Fue exactamente un treinta de agosto cuando, sometido al frío triste del inevitable adiós, nuestro amor tostado al sol se derritió como los helados que tanto te gustaban.Y con él cualquier promesa de contacto imposible, cualquier esperanza ingenua de revivirlo, cualquier atisbo de que pudiera existir otra vez.
Yo aún conservo la piedra redonda con la que tropezamos aquella noche de magia en la playa, y me gustaba pensar que quizá tú siguieras escuchando la sal del oleaje en la caracola que te regalé.
Con el paso del tiempo tu nombre exótico se escurrió de mi memoria, aunque, desde aquel verano, el sabor de la vainilla siempre barnizaba mis labios de nostalgia y traía a mis oídos el eco de risas felices.
Ayer, siete de junio, tus ojos me miraron desde la pantalla del televisor. Los años no habían apagado su brillo pícaro, pero tu mano sostenía un machete ensangrentado en vez de un chorreante cucurucho.
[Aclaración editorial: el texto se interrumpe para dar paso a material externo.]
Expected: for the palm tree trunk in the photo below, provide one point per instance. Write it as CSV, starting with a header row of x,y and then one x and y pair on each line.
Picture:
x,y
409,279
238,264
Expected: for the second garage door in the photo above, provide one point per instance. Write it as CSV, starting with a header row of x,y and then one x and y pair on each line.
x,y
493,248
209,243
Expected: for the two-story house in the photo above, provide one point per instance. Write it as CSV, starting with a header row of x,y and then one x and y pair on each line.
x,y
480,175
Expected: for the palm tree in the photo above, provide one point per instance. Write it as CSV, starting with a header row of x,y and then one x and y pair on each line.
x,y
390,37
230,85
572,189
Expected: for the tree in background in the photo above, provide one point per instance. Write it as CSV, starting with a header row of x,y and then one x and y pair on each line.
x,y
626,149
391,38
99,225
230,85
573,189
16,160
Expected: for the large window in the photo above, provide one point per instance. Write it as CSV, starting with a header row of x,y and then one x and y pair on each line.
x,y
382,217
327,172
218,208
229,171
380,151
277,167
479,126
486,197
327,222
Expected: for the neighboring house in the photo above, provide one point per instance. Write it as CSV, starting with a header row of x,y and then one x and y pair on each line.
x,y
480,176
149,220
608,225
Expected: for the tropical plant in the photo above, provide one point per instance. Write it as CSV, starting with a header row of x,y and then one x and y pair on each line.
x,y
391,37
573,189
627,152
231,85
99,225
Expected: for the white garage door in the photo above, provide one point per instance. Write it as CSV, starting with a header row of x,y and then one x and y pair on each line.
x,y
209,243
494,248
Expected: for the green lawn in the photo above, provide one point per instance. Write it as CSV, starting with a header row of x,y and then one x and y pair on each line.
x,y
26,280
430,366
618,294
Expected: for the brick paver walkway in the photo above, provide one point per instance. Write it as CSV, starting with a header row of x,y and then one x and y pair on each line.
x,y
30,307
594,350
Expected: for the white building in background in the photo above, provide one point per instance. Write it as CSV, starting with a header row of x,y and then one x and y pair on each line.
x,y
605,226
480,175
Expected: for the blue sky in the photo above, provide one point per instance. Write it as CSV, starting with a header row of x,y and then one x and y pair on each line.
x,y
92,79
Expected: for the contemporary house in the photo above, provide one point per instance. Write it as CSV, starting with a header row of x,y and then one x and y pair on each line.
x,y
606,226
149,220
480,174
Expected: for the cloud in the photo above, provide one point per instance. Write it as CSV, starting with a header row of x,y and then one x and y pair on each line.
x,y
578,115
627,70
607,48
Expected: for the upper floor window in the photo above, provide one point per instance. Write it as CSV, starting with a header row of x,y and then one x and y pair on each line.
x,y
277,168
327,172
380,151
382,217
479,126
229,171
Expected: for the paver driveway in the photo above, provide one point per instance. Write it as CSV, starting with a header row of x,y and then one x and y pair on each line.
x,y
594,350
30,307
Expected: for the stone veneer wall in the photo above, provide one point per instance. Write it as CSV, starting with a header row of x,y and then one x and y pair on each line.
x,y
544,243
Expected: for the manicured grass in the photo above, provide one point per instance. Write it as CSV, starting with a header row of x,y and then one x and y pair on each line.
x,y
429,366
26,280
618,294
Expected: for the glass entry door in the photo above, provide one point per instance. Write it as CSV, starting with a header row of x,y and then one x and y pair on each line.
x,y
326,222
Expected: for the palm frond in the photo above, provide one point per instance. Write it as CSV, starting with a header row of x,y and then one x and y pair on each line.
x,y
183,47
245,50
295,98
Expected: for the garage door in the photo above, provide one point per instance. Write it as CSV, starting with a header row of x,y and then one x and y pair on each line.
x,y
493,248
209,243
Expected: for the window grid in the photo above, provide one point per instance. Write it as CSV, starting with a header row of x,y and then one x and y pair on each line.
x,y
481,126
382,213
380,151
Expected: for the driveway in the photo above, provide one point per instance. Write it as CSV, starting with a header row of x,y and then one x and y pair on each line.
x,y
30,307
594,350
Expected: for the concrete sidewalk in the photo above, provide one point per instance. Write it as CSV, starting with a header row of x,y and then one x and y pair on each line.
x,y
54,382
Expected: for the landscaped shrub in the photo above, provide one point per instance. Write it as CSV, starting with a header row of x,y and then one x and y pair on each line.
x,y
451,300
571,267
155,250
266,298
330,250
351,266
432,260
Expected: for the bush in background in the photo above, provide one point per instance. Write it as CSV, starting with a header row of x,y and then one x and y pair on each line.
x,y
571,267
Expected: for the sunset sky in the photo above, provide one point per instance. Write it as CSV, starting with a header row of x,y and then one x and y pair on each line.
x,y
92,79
Hoy sopeso, sentada en el malecón, si arrojar al mismo mar que te depositó en este continente ajeno la piedra que me ancla a tu recuerdo . Como si fuera una prueba infame que me incriminara, como si con ello borrase de algún modo tu huella de mi vida, como si así sepultara en lo más profundo tu inocencia de entonces.
Pero cuando intento lanzarla lejos, las lágrimas que no puedo contener inundan mis sentidos con un maldito aroma a vainilla.